Below are some examples of pedagogical practices to establish and verify student identity in an online course:
- Make assessments very personal – One of our writing instructors asked students to write in a journal about an event in their personal lives and then later in the course the students wrote an essay comparing that experience with a news event. The idea was that the first assignment was ‘low-stakes’ and therefore the student would not hire someone to complete that assignment. Then in the ‘higher-stakes’ assignment, if the student was unable to recall their answer to the first assignment, their identity would be called into question.
- Look for changes in the students’ writing style or the addition of uncommon words – In writing intensive courses, instructors learn the writing styles of the students. If a student has been exhibiting low level writing skills and the most recent paper changes to a much higher level, or she uses words more common to a professional journal, the instructor should consider running the paper through a plagiarism program or asking the student to resubmit the paper in a proctored environment.
- Personal interaction either in person or through some other technology such as a phone or video chat – Some professors require students to schedule at least one meeting to discuss projects, progress in the course, or some other topic. The meetings do not have to be very long, but the instructor can use the meeting to get a sense of the capabilities of the student.
- Use a ‘credit application process’ model – One instructor required students to complete a 20 question quiz at the beginning of the class asking them personal but not necessarily confidential information (i.e. name of your favorite band; favorite color; color of your car). Then at the start of the high-stakes assessments, she randomly asked 5 of those questions. If the answers did not match with the earlier quiz (at least 3 out of 5 answers must match), the student was required to redo the assessment in a proctored environment.
- Unusual assignments – Another way an instructor could verify student identity is to require the completion of ‘unusual’ assignments. For example the student must create a multimedia project, portfolio or a journal that includes information unique to the student’s experience, possibly even including items that the student has already revealed earlier in the class. The idea is that most 3rd party vendors will not create non-normative assignments.
- Icebreakers, Intros and Photos – Personalize the course: Options include requiring students to post photos of themselves to the class; provide a personal narrative about their goals for the course in the discussion board, discuss how the course will assist them toward professional goals; incorporate video or audio responses into assignments. Research shows that one of the most effective ways instructors can discourage dishonest behavior from their students is interacting with their students, personalizing the student, and educating the students about what is appropriate and inappropriate academic behavior in online courses and requiring them to agree to abide by honor codes or academic integrity policies.
Below are some examples of emerging technologies to establish and verify student identity in an online course:
- Personal interaction using web-technology – Another professor required his students to meet with him at least once during the class using skype or some other web-based video chat. During that meeting he would ask questions related to items that had been covered in the class. If the student had little or no memory of the items, then he would require the student to complete a future exam in a proctored environment.
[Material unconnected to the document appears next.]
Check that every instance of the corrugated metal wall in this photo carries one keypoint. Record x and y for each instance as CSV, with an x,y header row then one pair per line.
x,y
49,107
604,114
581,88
- University email – Instructors should always require students to only use their @go.olemiss.edu email accounts to communicate as a way of ensuring that the student is enrolled at UM.
- Cutting Edge Technology – Biometric techniques, such as fingerprinting, voice recognition and retinal scans, or technology that will identify people based on their keystrokes. Currently, UM does not have access to most of these tools, but I expect that we will begin to utilize them in the next few years.